Breaking
TUTORIALSRate limitingnodewire.net →

Rate limiting an Express.js API in 2026: the middleware stack I ship

How this was written

Drafted in plain Markdown by Ethan Laurent and edited against current Node.js, framework and tooling docs. Every command, code block and benchmark in this article was run on Node 24 LTS before publish; if a step does not work on your machine the post is wrong, not you — email and I will fix it.

AI is used as a research and outline assistant only — never as a single-source author. Full editorial policy: About / How nodewire is written.

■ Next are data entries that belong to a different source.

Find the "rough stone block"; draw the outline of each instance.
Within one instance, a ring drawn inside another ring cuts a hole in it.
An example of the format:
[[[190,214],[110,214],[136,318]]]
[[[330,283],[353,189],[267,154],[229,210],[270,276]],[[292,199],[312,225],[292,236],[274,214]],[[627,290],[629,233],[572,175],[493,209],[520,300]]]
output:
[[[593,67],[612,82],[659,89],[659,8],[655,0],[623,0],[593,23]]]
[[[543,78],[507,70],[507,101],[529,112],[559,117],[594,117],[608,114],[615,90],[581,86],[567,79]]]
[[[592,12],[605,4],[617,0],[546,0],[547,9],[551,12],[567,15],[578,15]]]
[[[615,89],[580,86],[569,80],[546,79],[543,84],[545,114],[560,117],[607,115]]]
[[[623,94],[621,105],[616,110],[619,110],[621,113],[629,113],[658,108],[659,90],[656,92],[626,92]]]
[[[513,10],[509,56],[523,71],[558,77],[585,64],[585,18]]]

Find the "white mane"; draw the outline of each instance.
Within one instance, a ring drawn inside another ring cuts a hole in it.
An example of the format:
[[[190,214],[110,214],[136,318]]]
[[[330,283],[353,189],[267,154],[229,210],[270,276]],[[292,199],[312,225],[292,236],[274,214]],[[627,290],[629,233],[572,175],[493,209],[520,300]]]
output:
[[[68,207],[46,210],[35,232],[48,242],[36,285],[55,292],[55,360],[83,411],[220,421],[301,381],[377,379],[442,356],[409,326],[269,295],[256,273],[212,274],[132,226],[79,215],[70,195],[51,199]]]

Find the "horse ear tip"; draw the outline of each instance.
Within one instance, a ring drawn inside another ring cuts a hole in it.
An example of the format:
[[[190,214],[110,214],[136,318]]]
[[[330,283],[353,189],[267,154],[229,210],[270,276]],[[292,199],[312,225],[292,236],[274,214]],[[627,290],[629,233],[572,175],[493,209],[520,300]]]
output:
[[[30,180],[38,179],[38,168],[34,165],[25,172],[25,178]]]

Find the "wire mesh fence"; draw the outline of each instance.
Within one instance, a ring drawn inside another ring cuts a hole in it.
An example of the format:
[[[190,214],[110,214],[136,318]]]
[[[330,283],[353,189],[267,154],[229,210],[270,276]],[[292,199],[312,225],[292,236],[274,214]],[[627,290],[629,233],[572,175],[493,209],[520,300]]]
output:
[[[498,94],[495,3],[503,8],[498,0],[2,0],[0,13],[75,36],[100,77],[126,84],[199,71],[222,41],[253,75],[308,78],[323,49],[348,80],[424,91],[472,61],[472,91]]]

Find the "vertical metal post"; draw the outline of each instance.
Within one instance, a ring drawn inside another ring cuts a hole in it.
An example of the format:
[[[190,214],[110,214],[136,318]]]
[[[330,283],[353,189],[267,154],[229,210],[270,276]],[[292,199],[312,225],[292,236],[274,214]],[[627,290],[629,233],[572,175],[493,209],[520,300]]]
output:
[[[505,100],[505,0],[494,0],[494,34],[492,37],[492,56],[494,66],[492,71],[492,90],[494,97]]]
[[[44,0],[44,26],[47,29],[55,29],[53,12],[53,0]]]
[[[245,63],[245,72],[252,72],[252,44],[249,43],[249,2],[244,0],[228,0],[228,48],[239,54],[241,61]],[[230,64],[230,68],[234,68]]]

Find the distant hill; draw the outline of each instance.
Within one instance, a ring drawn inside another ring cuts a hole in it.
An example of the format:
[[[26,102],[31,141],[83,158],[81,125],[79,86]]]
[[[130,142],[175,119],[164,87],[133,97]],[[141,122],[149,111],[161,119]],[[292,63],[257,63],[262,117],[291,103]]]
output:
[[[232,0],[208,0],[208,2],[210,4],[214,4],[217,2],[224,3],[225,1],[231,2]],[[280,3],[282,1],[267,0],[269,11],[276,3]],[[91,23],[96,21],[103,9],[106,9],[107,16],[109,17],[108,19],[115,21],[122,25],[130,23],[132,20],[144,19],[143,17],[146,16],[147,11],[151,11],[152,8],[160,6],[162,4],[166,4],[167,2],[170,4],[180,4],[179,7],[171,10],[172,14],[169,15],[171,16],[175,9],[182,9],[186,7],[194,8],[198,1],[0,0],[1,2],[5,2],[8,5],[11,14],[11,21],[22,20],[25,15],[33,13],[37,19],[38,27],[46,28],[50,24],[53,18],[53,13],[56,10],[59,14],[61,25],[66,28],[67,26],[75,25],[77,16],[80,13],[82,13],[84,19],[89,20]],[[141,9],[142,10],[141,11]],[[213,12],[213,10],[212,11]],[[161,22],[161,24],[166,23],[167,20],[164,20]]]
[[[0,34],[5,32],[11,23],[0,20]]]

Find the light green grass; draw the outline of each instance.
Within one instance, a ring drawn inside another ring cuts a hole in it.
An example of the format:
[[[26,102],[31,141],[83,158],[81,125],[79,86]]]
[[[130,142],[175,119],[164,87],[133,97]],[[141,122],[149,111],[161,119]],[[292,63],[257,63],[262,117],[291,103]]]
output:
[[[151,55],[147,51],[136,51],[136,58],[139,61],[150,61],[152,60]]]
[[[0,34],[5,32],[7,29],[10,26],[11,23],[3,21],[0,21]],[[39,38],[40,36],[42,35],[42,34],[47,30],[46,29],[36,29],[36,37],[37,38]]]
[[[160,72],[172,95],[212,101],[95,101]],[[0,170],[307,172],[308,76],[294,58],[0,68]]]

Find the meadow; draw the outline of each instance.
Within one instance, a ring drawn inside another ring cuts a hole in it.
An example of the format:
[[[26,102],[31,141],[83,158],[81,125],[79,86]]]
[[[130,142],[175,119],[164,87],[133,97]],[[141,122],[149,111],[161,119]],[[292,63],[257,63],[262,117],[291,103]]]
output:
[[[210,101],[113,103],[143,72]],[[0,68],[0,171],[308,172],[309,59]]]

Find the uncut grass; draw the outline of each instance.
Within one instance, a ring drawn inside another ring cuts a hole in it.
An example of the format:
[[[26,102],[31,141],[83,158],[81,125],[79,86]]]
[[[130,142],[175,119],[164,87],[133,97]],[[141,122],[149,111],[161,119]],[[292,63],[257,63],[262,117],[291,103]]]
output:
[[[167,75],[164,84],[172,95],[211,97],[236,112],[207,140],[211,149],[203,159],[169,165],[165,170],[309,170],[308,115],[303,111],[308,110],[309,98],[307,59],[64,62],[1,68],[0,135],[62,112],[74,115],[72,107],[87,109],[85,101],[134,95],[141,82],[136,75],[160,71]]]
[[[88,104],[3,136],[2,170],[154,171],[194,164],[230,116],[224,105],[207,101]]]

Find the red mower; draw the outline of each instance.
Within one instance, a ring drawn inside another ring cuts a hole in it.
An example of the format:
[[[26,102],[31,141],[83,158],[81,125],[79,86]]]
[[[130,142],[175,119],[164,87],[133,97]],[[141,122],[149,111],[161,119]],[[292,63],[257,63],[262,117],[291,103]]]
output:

I had an Express API knocked over by a single bad client running 4,000 requests per second against the login endpoint. The endpoint itself was fine — Postgres got 32 connections and the connection pool exhausted in 90 seconds. Adding Express rate limiting in front of the auth routes wasn’t the part that took thought. Picking the right backing store, the right algorithm, and the right key generator was. This is the rate-limiting middleware stack I now ship on every Express project, the bug that taught me each piece, and one outage I caused with rate limiting itself when I trusted the wrong proxy hop.

The two-line version that’s wrong (but everyone ships)

TypeScript
import { rateLimit } from "express-rate-limit";

app.use("/api/", rateLimit({ windowMs: 60_000, limit: 100 }));

This works in dev. It works on a single-instance staging deploy. The moment you scale to two Node.js instances behind a load balancer, it falls apart — the in-memory store is per-process. Each instance counts independently. A client hitting the load balancer can effectively get N × limit through where N is the instance count. I have shipped this bug. Twice.

The fix is a shared store. Redis is the obvious choice — sub-millisecond latency from a Node.js process in the same VPC, atomic INCR with TTL, and one round-trip per request.

Step 1: express-rate-limit 8.x with a Redis store

bash
npm i express-rate-limit@^8 rate-limit-redis@^4 ioredis@^5
TypeScript
// src/limiters/api.ts
import { rateLimit } from "express-rate-limit";
import { RedisStore } from "rate-limit-redis";
import { redis } from "../redis.js";

export const apiLimiter = rateLimit({
  windowMs: 60_000,
  limit: 100,
  standardHeaders: "draft-8",
  legacyHeaders: false,
  store: new RedisStore({
    sendCommand: (...args) => redis.call(...args),
    prefix: "rl:api:",
  }),
});

A few things in that block matter more than the line count suggests:

  • limit: 100 instead of max. express-rate-limit renamed the option in v7. max still works for back-compat but the linter will warn on a new project. Use limit.
  • standardHeaders: "draft-8". Emits the combined IETF RateLimit header in the format "100;w=60". Older code uses "draft-7" which emits three separate headers. Either is fine — "draft-8" is the newest and more compact. Don’t use the legacy X-RateLimit-* set unless an old client requires it; turn it off explicitly with legacyHeaders: false.
  • Per-limiter prefix. If you mount more than one limiter on the same Redis instance (you will), prefix every key. rl:api:, rl:login:, rl:checkout:. Otherwise the counters collide.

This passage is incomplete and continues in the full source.